In Northern Ireland, the main newspapers are The Irish News, seen as supporting Irish reunification, and the Unionist-leaning Belfast Newsletter. The Belfast Telegraph is the main evening newspaper in Northern Ireland. In January 2005 Daily Ireland, which was somewhat supportive of Sinn Féin was launched. It contended (in line with its politics) to be an all-Ireland newspaper; however, its sales were far stronger in Northern Ireland and Dublin than the rest of the island, and it closed in September 2006.

Fortnight, a monthly political and cultural magazine was published from 1970 until 2012. The Ulster Tatler is a lifestyle and society magazine, alongside sister publications Ulster Homes and Ulster Bride.

Regional newspapers are also published by Alpha Newspaper Group, Belfast Media Group, Johnston Publishing, North West of Ireland Printing and Publishing Company and others.

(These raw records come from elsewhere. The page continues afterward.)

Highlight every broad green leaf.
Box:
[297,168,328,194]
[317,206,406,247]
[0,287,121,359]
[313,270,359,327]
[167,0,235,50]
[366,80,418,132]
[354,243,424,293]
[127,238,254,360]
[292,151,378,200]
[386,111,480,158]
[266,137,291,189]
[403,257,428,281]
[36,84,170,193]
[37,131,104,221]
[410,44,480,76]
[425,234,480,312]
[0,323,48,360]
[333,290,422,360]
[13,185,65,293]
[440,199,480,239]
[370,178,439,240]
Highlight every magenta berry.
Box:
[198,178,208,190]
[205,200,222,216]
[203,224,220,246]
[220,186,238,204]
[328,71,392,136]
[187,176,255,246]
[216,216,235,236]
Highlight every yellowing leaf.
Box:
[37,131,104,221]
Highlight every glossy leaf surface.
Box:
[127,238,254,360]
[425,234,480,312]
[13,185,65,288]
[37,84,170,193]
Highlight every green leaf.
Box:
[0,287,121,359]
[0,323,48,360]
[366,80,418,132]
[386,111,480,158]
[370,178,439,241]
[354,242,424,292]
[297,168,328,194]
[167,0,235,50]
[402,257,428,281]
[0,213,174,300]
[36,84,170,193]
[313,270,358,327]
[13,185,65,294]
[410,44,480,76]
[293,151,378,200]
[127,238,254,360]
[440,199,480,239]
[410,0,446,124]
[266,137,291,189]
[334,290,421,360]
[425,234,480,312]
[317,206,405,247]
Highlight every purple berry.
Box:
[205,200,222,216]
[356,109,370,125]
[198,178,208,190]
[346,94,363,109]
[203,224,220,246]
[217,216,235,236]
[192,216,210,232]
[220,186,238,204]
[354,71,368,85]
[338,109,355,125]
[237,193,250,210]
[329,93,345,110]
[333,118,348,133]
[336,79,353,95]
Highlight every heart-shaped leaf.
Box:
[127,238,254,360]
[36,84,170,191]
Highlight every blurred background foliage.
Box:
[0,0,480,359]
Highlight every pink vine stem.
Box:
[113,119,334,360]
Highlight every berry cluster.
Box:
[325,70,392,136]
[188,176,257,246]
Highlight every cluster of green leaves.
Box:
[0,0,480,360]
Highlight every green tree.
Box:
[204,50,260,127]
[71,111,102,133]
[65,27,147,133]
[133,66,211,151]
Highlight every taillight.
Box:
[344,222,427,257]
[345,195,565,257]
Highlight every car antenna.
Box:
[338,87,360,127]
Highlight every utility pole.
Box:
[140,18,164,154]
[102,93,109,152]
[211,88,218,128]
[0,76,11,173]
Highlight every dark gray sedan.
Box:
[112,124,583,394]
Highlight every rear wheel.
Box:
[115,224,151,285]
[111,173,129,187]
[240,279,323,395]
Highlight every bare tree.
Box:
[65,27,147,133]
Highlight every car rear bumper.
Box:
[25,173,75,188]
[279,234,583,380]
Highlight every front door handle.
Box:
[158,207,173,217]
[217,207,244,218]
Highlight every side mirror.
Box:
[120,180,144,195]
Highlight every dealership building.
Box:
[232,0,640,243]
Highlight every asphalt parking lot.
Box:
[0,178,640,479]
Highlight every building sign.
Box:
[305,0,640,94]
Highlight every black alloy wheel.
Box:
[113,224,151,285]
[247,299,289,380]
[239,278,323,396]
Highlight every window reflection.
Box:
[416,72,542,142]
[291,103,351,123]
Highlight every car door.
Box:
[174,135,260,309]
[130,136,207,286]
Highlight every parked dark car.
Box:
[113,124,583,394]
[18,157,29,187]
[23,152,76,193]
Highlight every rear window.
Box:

Opinion on Northern Ireland is as diverse as that in the general public, ranging from the strongly anti-Republican line of the Sunday Independent to the more sympathetic Sunday Business Post.

== Broadcasting ==
Broadcasting in Northern Ireland is governed under United Kingdom law. The British Broadcasting Corporation operates a national region in Northern Ireland, known as BBC Northern Ireland, and one member of the BBC Trust is designated Trustee for Northern Ireland. The Office of Communications regulates the commercial broadcasting sector in Northern Ireland.

== Radio ==
Category: Radio stations in Northern Ireland
The first radio station to broadcast in Northern Ireland was 2BE Belfast, owned by the then British Broadcasting Company. Today, Northern Ireland has two national radio stations: BBC Radio Ulster, operated by the BBC, and the Ofcom-licensed Downtown Radio. The BBC also operates a local radio station in Derry, BBC Radio Foyle.

A number of local commercial radio stations (licensed by Ofcom) are also broadcast, including Q101.2 FM West in Omagh, Q102 in Derry and Cool FM- based in Newtownards and Q Radio 96.7 and 102.5 FM (Part of the CN Group) in Belfast. The five UK wide BBC Radio radio stations, as well as the three UK-wide Ofcom radio services (Classic FM, Talksport, and Absolute Radio) are also available in Northern Ireland.

Independent radio includes Downtown Radio and Cool FM owned by Bauer Radio. The Alpha Newspaper Group operates six radio stations throughout Northern Ireland. News Broadcasting owns the Greater Belfast station U105.

There are also numerous part-time and community based stations throughout Northern Ireland.

==Analogue television==
Category: Northern Irish Television
The BBC began broadcasting television programmes in Northern Ireland in 1953. This was the first regular television broadcast station in Ireland. In 1959 Ulster Television (now known as UTV) began broadcasting as part of the ITV Network.

Northern Ireland currently has three analogue terrestrial channels: BBC One Northern Ireland, BBC Two Northern Ireland – both operated by BBC Northern Ireland – and UTV, the latter being the Office of Communications Channel 3 licensee for Northern Ireland, and thus part of the UK ITV network.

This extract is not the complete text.